Bronherrn shrugged. “It seemed you might be hungry.”

“A cause like this does strengthen one’s appetite.” She peered over Bronherrn’s shoulder and he turned slightly to allow her enough room to pass while keeping himself steady on the path.

“Leave some for the rest,” he called after her.

She stopped to smile back at him. The spark in her eyes told him she would find more than food by the fire.

“It is never easy watching your family prepare for conflict.” His mother stepped away from the group as she spoke and Bronherrn followed backtracking from where they had come.

Bronherrn glanced at Shanal speaking with her youngest daughter. Beyond them, the haze of the dim embers drifted around Grimhelden and Pherlis. He stared back at his mother with a crooked grin. “I doubt she will challenge him that badly tonight. Although Prillani riled me up from the moment I met her.”

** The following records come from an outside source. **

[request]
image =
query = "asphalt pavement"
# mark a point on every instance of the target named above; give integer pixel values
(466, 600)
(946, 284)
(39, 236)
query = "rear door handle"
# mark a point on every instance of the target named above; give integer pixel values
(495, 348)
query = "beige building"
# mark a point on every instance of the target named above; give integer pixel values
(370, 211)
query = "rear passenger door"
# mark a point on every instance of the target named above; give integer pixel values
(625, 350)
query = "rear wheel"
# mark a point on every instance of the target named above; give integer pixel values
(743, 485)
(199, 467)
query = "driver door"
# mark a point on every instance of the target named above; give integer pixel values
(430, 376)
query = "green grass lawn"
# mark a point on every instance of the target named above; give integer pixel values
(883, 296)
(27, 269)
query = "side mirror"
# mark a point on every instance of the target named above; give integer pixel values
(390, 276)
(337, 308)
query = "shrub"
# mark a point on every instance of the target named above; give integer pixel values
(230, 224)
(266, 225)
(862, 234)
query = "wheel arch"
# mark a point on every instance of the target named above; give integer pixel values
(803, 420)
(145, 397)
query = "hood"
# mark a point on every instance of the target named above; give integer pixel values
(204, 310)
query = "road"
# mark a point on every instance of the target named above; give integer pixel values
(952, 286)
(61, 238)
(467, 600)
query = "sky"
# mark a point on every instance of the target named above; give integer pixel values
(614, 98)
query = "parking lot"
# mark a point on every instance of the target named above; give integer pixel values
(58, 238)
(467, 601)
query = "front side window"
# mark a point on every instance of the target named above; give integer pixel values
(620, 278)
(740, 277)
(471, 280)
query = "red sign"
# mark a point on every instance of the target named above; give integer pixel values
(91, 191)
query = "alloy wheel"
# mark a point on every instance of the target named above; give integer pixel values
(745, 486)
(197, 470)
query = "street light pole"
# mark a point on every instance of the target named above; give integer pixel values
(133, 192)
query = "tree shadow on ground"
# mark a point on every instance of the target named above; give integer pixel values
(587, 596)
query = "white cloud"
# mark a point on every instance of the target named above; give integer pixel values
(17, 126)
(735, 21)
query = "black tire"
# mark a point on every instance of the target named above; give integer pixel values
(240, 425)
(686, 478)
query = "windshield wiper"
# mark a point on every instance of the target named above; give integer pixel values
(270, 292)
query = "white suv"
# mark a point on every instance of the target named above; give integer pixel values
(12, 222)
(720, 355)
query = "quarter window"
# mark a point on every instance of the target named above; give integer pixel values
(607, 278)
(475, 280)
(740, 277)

He longed for Prillani. The reminder of her absence and the possibility of never returning to her left him homesick. His mother reached out and patted the hilt of his sword. “We love and we fight until death.”

“I have never questioned heading out to meet my fate.” Despite the conviction in his words, he hesitated for a moment ─ pondering if that were entirely true. There were times when he had hated everything that came to fruition.

“But you miss your family. I know.” She stopped and gazed up at the few stars bright enough to shine through the clouded night. “Your father and I fought together. When I became a mother, we were separated by our duties, and though we will never battle beside each other again, I look forward to using my sword once more. It makes me feel close to him.”

Bronherrn had never heard her speak this way before. He put his arm around her. “This is a journey to make amends. My hope is that the only swordplay we shall require is that of friendly sparring.”